Amazing Advance In Materials Technology Engineering--Metallic Glass

Scientists invent a “metallic glass” without crystaline molecular structures, many times stronger than steel.

http://www.newscientist.com/channel/mech-tech/mg18624931.000

And, when this process is used on non-ferrous metals, like copper or titanium? :eek:

Have we finally arrived at the ‘aluminium glass’ they promised us in Start Trek?

Nope. By glassy, they mean the chaotic, non-crystalline structure, not transparent.

Ah heck… I guess I’m still waiting to build my own whale-tank for the backyard…

Not that I’m questioning that this stuff will be opaque, but isn’t that why glass is transparent, because it’s chaotic? Or am I misremembering?

IIRC, it has to do with the charge of glass. There’s no free electrons in glass to screw around with photons, so it’s transparent.

It’s not that new…

There was a Discover Magazine article on this subject a year ago that was somewhat more detailed than the one referenced earlier.

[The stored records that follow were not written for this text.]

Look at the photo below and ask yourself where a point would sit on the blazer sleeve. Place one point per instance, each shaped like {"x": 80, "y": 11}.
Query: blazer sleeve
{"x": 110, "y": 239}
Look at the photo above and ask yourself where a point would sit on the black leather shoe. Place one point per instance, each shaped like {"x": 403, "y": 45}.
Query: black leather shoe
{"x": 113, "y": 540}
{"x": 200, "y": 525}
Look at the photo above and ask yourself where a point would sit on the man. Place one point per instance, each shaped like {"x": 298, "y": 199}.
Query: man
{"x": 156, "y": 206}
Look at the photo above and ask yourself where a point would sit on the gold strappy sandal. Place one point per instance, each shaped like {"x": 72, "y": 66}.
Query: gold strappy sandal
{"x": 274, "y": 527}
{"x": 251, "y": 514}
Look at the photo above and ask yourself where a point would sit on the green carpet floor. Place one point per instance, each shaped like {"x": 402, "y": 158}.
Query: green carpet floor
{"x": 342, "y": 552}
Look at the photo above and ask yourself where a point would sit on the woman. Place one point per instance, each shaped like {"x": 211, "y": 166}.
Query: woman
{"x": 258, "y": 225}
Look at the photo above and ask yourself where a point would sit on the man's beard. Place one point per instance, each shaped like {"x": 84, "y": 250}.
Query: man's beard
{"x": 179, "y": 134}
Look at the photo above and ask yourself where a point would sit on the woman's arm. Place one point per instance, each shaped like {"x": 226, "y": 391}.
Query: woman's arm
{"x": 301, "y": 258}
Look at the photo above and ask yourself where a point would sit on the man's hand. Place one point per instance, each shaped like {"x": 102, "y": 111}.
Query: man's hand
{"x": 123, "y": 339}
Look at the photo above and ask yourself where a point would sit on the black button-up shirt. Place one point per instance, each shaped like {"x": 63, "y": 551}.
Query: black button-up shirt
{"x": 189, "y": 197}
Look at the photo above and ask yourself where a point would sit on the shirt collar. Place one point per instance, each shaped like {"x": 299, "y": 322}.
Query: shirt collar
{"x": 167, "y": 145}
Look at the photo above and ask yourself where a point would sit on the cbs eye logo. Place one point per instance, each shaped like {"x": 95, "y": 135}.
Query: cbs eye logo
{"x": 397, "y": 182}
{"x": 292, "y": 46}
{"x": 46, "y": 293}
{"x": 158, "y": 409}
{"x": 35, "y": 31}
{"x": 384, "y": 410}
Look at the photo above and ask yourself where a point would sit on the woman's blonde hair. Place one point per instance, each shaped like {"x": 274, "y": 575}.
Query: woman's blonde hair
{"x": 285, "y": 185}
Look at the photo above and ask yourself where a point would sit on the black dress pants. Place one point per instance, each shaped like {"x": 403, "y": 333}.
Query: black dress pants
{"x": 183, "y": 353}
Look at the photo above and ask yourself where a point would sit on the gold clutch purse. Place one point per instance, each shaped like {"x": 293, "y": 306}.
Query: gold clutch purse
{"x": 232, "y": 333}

Transparent aluminum. And that was my first thought too, sadly.

[nitpick]

The article starts by saying "IN THE movie Terminator 2, the villain is a robot made of liquid metal. He morphs from human form to helicopter and back again with ease, "

Helicopter? Someone was smokin’ something when they saw that movie.

[/nitpick]

Really. The T-1000 (or whatever) didn’t morph into a helicopter, but instead poured itself into the helicopter, took a human form, looked at the pilot and said “Get out”

What’s puzzling me is why they’re calling it metallic glass, rather than glassy metal. The stuff is metal, rather than silica.